Use Case EDA Prometheus

Overview

This use case allows you to demonstrate Event-driven-Ansible (EDA) with Prometheus and its companion Alertmanager

Prerequisites

  • provide AWS credentials (currently only works on AWS)

Caveats

  • be aware that Prometheus can take some time to detect an event

    • A detected issue first goes into pending and then into firing state
    • the settings in prometheus are tuned for this use-case to make it as fast a possible

  • When an event goes into firing state it is sent to Alertmanager.

    • Alertmanager will forward it immediatly to the configured event stream in the running rulebook activation

  • EDA sometimes ignores events - it often makes sense to do a couple of use cases, of if time permits retry

  • Running the use-case playbook again sometime gives errors, mostly access errors. The root cause is unknown, but rerunning it usually fixes it.

How to use

There is currently one demo available:

Demo 1

Can be deployed using the workflow “Deploy EDA Prometheus Demo 1”

  • The demo will deploy:
    • one instance “prometheus” where it will install both prometheus server and alertmanager
    • one instance “node1” with RHEL that is configured as the node that is monitored for events by promatheus
    • prometheus os preconfigured to monitor for the SELinux state
    • EDA is configured to run a Job Template “EDA - Harden RHEL server” to fix the SELinux setting

For web only demo’s cockpit is preinstalled on each monitored system, but disabled. To enable:

  • systemctl enable cockpit
  • give the ec2-user a password
  • cockpit can be accessed on port 9090 on each monitored system (in demo 1 this is node1)

The public dns entries of each node can be found either in aws web console or AAP ec2 inventory data.

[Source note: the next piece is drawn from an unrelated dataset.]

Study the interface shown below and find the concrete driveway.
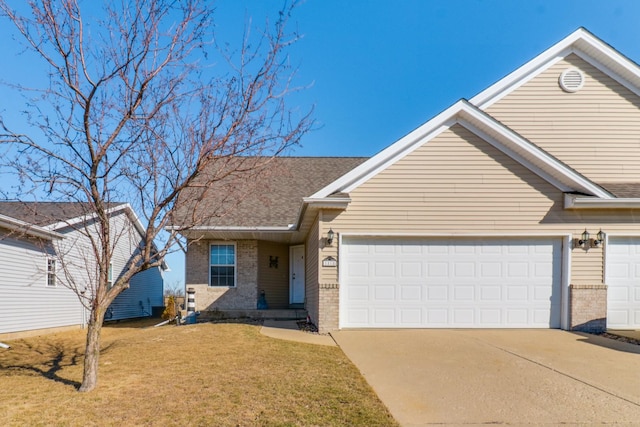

You can optionally add the systems to your ansible-de dns subzone for friendly dns names

URLS’s:

  • Prometheus web console is on port 9090 of the instance
  • Alertmanager web console is on port 9093 of the instance
  • Cockpit (if enabled) is on port 9090 of the monitored instance(s)

It is entirely possible to modify the demo at will, or define other demo workflows.

  • Each function can be deployed on a instance of choice
  • Extra monitored systems are possible
  • Study the demo 1 worklow building blocks for involved job templates and their extra vars
  • Extra rules and associated rulebooks and fix playbooks can only be added through a git issue or merge request

Rerunning the demo 1 workflow again usually works. If not, remove the workflow first.